"You!" And all those stories those countrymen of his had spread abroad, all his own love-poems were in that exclamation.

"No—never mortal woman. Only statues and the beautiful dead dream-women, vanished with the neiges d'antan. What did it matter whom I married? Perhaps you would have had me aspire higher than a grisette? To a tradesman's daughter? Or a demoiselle in society? 'Explain my position?'—a poor exile's position—to some double-chinned bourgeois papa who can only see that my immortal books are worth exactly two thousand marks banco; yes, that's the most I can wring out of those scoundrels in wicked Hamburg. And to think that if I had only done my writing in ledgers, the 'prentice millionaire might have become the master millionaire, ungalled by avuncular advice and chary cheques. Ah, dearest Lucy, you can never understand what we others suffer—you into whose mouths the larks drop roasted. Should I marry fashion and be stifled? Or money and be patronized? And lose the exquisite pleasure of toiling to buy my wife new dresses and knick-knacks? Après tout, Mathilde is quite as intelligent as any other daughter of Eve, whose first thought when she came to reflective consciousness was a new dress. All great men are mateless, 'tis only their own ribs they fall in love with. A more cultured woman would only have misunderstood me more pretentiously. Not that I didn't, in a weak moment, try to give her a little polish. I sent her to a boarding-school to learn to read and write; my child of nature among all the little school-girls—ha! ha! ha!—and I only visited her on Sundays, and she could rattle off the Egyptian Kings better than I, and once she told me with great excitement the story of Lucretia, which she had heard for the first time. Dear Nonotte! You should have seen her dancing at the school ball, as graceful and maidenly as the smallest shrimp of them all. What gaieté de cœur! What good humor! What mother-wit! And such a faithful chum. Ah, the French women are wonderful. We have been married fifteen years, and still, when I hear her laugh come through that door, my soul turns from the gates of death and remembers the sun. Oh, how I love to see her go off to Mass every morning with her toilette nicely adjusted and her dainty prayer-book in her neatly gloved hand, for she's adorably religious, is my little Nonotte. You look surprised; did you then think religious people shock me!"

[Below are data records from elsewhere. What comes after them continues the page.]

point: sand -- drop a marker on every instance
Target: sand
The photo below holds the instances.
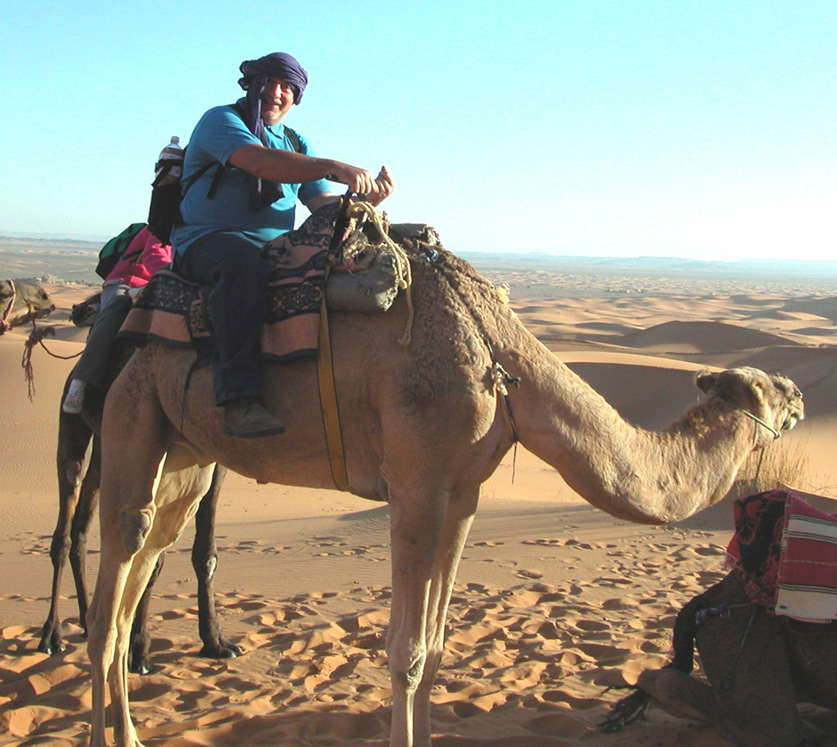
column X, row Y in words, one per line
column 555, row 601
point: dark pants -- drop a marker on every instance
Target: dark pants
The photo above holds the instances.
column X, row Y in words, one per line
column 93, row 364
column 239, row 276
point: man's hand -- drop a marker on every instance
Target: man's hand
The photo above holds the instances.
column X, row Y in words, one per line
column 384, row 187
column 361, row 182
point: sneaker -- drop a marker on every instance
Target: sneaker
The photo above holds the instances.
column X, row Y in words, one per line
column 74, row 401
column 247, row 417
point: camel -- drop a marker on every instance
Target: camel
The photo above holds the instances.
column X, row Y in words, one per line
column 759, row 666
column 78, row 492
column 425, row 422
column 21, row 302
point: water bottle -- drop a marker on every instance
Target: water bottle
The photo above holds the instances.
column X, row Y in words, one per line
column 169, row 166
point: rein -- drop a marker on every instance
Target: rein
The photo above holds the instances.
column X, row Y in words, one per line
column 4, row 322
column 325, row 370
column 776, row 434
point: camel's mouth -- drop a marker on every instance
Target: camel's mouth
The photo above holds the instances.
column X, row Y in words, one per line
column 792, row 420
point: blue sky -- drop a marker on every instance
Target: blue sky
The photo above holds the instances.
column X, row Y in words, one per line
column 605, row 128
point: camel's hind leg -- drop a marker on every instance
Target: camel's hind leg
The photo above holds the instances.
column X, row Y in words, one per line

She smiled a little. "But don't you shock her?"

"I wouldn't for worlds utter a blasphemy she could understand. Do you think Shakespeare explained himself to Ann Hathaway? But she doubtless served well enough as artist's model; raw material to be worked up into Imogens and Rosalinds. Enchanting creatures! How you foggy islanders could have begotten Shakespeare! The miracle of miracles. And Sterne! Mais non, an Irishman like Swift, Ça s'explique. Is Sterne read?"

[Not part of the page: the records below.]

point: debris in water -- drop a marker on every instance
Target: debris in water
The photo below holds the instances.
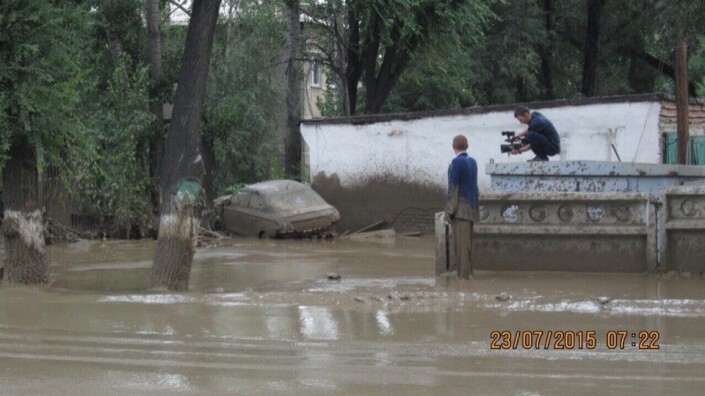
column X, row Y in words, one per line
column 503, row 297
column 604, row 300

"No; he is only a classic."

"Barbarians! Have you read my book on Shakespeare's heroines? It is good; nicht wahr?"

"Admirable."

"Then, why shouldn't you translate it into English?"

"It is an idea."

"It is an inspiration. Nay, why shouldn't you translate all my books? You shall; you must. You know how the French edition fait fureur. French, that is the European hall-mark, for Paris is Athens. But English will mean fame in ultima Thule; the isles of the sea, as the Bible says. It isn't for the gold pieces, though, God knows, Mathilde needs more friends, as we call them—perhaps because they leave us so soon. I fear she doesn't treat them too considerately, the poor little featherhead. Heaven preserve you from the irony of having to earn your living on your death-bed! Ach, my publisher, Campe, has built himself a new establishment; what a monument to me! Why should not some English publisher build me a monument in London? The Jew's books, like the Jew, should be spread abroad, so that in them all the nations of the earth shall be blessed. For the Jew peddles, not only old clo', but new ideas. I began life—tell it not in Gath—as a commission agent for English goods; and I end it as an intermediary between France and Germany, trying to make two great nations understand each other. To that not unworthy aim has all my later work been devoted."